The client is one of India’s leading consumer lending apps, providing a new way to manage finances. It is a financial ecosystem that enables the mid-income group to upgrade their lifestyle. They have launched a host of financial products such as short-term instant cash loans, long-term personal loans, Buy Now Pay Later plans and the salary card.
Project Objective – Marketing Analytics Platform
Business Values: Niveus, a premier partner of Google Cloud, helped the client to gain insights on customer behavior by tracking app activity patterns.
The solution helped them to track and collect customers data, and analyze the patterns of behaviors using Marketing analytics platform to provide a more seamless experience.
In collaboration with Niveus, the client was exploring Firebase analytics in BigQuery. They wanted to improve their current marketing strategy which would help them in tracking their customer journey from first stage to last stage using the application(Playstore/AppStore), to gain more insights on further customer behavior on app download patterns.
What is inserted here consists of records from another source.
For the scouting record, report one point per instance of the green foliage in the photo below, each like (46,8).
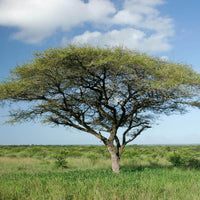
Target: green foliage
(98,90)
(176,160)
(61,160)
(145,175)
(193,163)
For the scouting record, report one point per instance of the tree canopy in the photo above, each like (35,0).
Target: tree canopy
(100,90)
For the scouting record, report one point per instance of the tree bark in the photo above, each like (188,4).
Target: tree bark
(115,159)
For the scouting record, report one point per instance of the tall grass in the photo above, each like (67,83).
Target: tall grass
(146,174)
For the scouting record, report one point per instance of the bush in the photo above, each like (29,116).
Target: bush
(193,163)
(61,160)
(176,160)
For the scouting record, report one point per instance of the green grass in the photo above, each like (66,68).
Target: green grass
(29,172)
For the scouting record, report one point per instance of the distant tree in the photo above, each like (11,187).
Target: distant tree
(111,93)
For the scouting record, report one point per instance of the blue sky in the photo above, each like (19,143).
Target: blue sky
(169,29)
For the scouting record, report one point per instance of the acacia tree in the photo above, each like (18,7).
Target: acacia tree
(111,93)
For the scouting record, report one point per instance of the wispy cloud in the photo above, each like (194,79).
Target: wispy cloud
(138,24)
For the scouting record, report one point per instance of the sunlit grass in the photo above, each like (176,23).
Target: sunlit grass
(146,174)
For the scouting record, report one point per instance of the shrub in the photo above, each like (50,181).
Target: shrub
(61,160)
(193,163)
(176,160)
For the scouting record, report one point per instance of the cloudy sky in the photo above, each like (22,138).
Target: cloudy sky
(166,28)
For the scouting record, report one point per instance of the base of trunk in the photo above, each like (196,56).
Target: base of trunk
(115,159)
(115,164)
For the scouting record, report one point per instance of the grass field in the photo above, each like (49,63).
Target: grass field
(84,172)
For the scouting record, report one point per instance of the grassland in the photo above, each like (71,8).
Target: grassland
(84,173)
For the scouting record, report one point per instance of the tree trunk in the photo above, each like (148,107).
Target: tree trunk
(115,159)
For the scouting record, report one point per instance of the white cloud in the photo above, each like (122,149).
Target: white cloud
(139,23)
(36,19)
(128,37)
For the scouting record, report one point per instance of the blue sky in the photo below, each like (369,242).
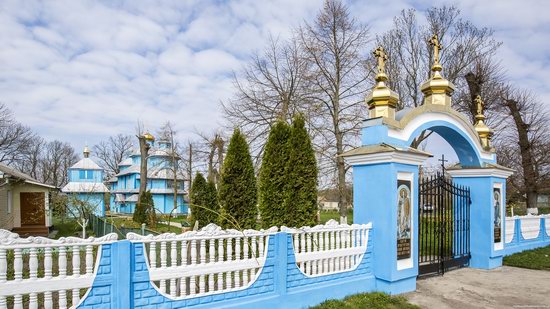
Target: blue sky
(79,71)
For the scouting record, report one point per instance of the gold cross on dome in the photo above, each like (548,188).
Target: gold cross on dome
(434,42)
(479,105)
(381,56)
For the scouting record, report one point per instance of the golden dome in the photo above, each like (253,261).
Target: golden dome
(149,137)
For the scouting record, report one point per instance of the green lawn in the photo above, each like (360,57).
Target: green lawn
(368,300)
(68,227)
(532,259)
(333,214)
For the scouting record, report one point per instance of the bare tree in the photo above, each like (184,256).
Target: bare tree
(211,150)
(270,87)
(15,138)
(334,46)
(57,158)
(526,141)
(113,151)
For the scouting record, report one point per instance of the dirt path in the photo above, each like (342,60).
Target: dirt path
(505,287)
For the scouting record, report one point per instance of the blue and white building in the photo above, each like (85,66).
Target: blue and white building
(86,182)
(160,182)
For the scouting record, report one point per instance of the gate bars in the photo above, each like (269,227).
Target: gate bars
(443,225)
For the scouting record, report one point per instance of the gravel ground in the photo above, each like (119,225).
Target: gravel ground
(504,287)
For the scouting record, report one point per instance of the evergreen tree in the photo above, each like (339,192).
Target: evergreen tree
(300,202)
(272,179)
(204,201)
(237,190)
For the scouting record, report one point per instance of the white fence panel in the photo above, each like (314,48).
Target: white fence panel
(41,272)
(530,226)
(510,229)
(204,262)
(330,248)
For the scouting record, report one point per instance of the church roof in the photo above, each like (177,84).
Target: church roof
(85,187)
(86,164)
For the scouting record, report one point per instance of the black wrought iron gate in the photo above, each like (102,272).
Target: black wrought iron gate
(443,225)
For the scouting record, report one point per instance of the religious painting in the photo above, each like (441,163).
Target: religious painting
(497,222)
(404,213)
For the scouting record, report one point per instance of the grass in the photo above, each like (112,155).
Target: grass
(326,215)
(533,259)
(69,227)
(368,300)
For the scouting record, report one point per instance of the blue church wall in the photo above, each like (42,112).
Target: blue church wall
(519,243)
(123,272)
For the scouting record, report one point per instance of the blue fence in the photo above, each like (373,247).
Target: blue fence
(526,232)
(123,281)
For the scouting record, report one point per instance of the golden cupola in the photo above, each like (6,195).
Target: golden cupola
(437,90)
(484,132)
(382,101)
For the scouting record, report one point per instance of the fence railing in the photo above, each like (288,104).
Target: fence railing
(41,272)
(330,248)
(208,261)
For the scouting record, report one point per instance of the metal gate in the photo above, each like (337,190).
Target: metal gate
(443,225)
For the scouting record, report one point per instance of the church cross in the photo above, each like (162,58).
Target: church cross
(434,42)
(442,160)
(381,56)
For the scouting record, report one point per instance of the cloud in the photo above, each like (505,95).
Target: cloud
(83,70)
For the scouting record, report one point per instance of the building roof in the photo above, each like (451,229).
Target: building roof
(9,172)
(86,164)
(126,162)
(85,187)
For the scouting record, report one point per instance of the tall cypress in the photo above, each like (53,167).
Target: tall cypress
(237,189)
(300,201)
(272,179)
(204,201)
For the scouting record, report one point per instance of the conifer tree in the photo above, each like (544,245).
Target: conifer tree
(300,202)
(272,178)
(204,201)
(237,190)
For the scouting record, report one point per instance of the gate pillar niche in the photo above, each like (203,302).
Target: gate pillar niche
(487,212)
(385,192)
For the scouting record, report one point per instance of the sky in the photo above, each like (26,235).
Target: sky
(80,71)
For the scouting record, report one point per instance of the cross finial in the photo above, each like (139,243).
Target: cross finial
(479,105)
(380,54)
(442,160)
(436,45)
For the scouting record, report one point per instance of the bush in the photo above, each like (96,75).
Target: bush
(237,190)
(272,179)
(300,201)
(204,201)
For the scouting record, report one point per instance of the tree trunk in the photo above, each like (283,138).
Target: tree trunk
(474,86)
(340,164)
(527,164)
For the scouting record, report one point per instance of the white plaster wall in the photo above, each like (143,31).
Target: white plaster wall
(510,229)
(530,227)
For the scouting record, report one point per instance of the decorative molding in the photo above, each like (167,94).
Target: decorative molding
(9,240)
(409,124)
(480,172)
(386,157)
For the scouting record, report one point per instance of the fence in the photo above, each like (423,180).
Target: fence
(200,269)
(526,232)
(46,273)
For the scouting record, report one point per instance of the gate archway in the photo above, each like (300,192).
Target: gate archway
(386,173)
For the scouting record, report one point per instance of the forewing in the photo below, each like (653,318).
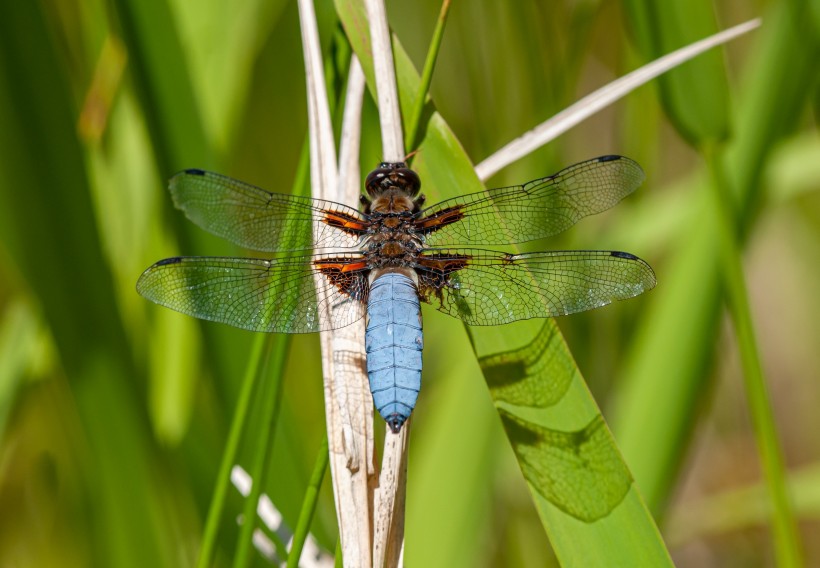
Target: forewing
(535,210)
(489,288)
(260,295)
(257,219)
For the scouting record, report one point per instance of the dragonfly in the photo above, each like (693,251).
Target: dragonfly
(334,264)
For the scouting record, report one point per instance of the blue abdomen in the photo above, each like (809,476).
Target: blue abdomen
(393,343)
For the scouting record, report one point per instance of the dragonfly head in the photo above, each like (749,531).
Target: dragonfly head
(392,175)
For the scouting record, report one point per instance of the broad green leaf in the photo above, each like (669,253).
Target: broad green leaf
(444,166)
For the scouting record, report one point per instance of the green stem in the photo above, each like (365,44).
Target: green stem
(308,505)
(264,445)
(249,388)
(786,536)
(426,77)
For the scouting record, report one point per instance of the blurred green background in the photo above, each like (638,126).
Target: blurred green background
(114,412)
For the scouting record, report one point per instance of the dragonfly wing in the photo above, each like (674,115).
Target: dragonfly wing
(535,210)
(257,219)
(277,295)
(490,288)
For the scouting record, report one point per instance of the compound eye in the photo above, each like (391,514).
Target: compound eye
(412,183)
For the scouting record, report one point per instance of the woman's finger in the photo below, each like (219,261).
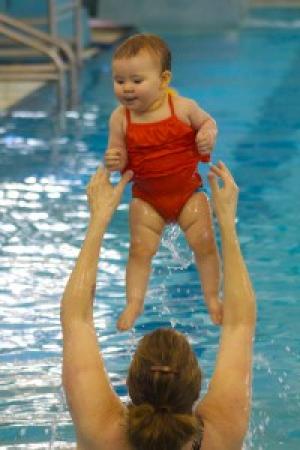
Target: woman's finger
(126,177)
(213,181)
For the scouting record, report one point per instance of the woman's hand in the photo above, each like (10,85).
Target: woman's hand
(115,159)
(103,197)
(224,198)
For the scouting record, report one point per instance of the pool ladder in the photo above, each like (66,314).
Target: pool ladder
(61,59)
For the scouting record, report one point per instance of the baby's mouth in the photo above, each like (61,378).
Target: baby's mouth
(130,99)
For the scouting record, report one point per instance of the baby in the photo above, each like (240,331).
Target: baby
(161,137)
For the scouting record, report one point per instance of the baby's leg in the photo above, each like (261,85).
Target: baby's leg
(196,221)
(146,227)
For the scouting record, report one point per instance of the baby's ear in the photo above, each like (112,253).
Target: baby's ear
(166,77)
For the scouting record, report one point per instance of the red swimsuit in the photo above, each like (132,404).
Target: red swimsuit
(163,156)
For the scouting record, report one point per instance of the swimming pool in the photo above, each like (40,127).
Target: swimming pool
(249,81)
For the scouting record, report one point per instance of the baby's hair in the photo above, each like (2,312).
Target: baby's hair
(149,42)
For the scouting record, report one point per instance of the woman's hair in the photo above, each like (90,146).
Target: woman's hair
(148,42)
(164,381)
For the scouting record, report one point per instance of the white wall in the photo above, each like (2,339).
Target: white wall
(179,15)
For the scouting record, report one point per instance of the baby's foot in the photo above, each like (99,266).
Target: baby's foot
(215,309)
(128,317)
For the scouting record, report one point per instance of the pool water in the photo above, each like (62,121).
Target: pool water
(248,79)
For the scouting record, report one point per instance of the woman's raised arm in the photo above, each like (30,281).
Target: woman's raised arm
(92,402)
(228,401)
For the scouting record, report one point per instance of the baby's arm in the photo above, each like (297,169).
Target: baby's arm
(116,154)
(206,126)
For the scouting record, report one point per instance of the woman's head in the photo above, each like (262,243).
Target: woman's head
(141,70)
(164,381)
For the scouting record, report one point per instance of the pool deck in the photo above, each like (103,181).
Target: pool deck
(103,34)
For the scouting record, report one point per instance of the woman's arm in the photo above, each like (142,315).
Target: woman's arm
(93,404)
(228,400)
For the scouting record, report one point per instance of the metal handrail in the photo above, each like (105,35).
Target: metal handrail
(50,52)
(61,47)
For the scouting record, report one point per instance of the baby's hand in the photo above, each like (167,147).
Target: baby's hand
(115,159)
(205,140)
- Team Niveus identified and established connections for data sources to GCP
- We brought the acquired data into BigQuery and organized the data including sanitizing and transformation
- The Appsflyer data was analyzed to derive insights by understanding the behavioral pattern of user’s app activity such as install/uninstall, source of traffic and decrease in drop rate at various stages.
- Firebase is used as a backend service for the client’s application (Android & iOS). This will be linked with the BigQuery account project.
- The client’s marketing activity data is stored in Mobile attribution and marketing analytics platform. A Dataflow batch ETL job would be used to ingest data into BigQuery.
- GCS Dataprep service will be used to clean and perform data cleansing, formatting & doing initial transformations on the data. The analytics result will be BigQuery view made available as the end result to client.
- Dataflow streaming pipeline job would be used to ingest transformed data into BigQuery Compute Layer. Data model for the queries will be built and stored as BigQuery materialized views.